IMHO, ownership is actually a better way to go. The YCombinator model combines motivation and ownership and seems more attractive to me than the gradient.

Actually, you guys should use the profits from Reddit and invest in nice cozy tables and gourmet food. Gourmet food improves morale and doesn’t make Google seem that great in comparison, after all :-)

posted by Gabor Cselle on October 29, 2006 #

“The first thing you do is you start giving away free food in the middle of San Francisco. You have a nice cozy area with tables and bathrooms and Wi-Fi and anyone interested in starting a web site is encouraged to drop by and hang out. There they can eat, chat, hack, get feedback, get suggestions, get help.”

Cool! We’re already doing this in San Francisco with coworking. From the coworking wiki (http://coworking.pbwiki.com):

“Coworking is cafe-like community/collaboration space for developers, writers and independents.

Or, it’s like this: start with a shared office and add cafe culture. Which is the opposite of most modern cafes. ;)”

There are two coworking spaces in San Francisco, ones opening in New York City, Boston, Paris, and all over the world. All of this is being done by other interesting folks, in a grassroots sort of way.

The space I’m involved in, the Hat Factory (http://hatfactory.net), we already have a great mix of people who come and work together. We have a bunch of the Drupal crew, the Civic Space guys, a tribe of leading video bloggers and videographers, and me, an open-source/Ajax/collaboration guy. Even though all of us used to work by ourselves from home or coffee shops, we now have more community around smart folks at coworking. You should join us.
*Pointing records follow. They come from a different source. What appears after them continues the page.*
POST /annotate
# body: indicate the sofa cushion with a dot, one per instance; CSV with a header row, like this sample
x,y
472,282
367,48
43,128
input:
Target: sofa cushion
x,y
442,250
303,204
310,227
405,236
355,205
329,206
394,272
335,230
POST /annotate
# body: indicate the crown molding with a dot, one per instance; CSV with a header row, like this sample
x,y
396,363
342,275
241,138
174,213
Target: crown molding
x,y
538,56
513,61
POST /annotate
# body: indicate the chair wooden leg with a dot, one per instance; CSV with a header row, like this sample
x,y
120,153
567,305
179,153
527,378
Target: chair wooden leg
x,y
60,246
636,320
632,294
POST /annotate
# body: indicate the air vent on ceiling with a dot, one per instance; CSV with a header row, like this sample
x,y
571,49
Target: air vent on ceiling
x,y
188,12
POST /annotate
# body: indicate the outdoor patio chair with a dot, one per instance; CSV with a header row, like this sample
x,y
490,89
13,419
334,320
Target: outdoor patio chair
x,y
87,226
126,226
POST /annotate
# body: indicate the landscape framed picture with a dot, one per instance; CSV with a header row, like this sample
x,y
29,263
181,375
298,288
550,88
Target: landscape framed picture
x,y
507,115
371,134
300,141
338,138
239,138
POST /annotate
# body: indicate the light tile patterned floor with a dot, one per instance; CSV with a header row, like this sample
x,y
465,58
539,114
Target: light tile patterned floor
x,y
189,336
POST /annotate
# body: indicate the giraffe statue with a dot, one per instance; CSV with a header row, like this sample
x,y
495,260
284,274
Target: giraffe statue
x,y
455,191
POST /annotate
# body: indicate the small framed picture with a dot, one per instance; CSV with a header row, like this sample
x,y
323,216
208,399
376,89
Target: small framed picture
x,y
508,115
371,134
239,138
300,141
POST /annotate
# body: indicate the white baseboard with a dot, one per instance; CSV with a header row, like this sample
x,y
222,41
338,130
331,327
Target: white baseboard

Brad Neuberg bkn3@columbia.edi Weblog: http://codinginparadise.org

posted by Brad Neuberg on October 31, 2006 #

Amazing though this may be (since no one seems to know what Ning was actually trying to do) this sounds a lot like what Ning was working on. * Host everything with the idea of eventually running ads. * Offer users help — in terms of free support, paid development, etc. — in getting their apps up and running. When you see popular apps, help make them better and more usable. * When users are succeeding, help them succeed further via promotion — front page, in site, external ads, etc.

So, I certainly don’t think you’re the only person who has thought of this, although perhaps Ning’s attempt was simpyl too constrained: You weren’t letting people take advantage of their natural and existing strengths, instead forcing them into a different framework, and really taking away a large part of the benefit of offering a shared space that the company could take advantage of.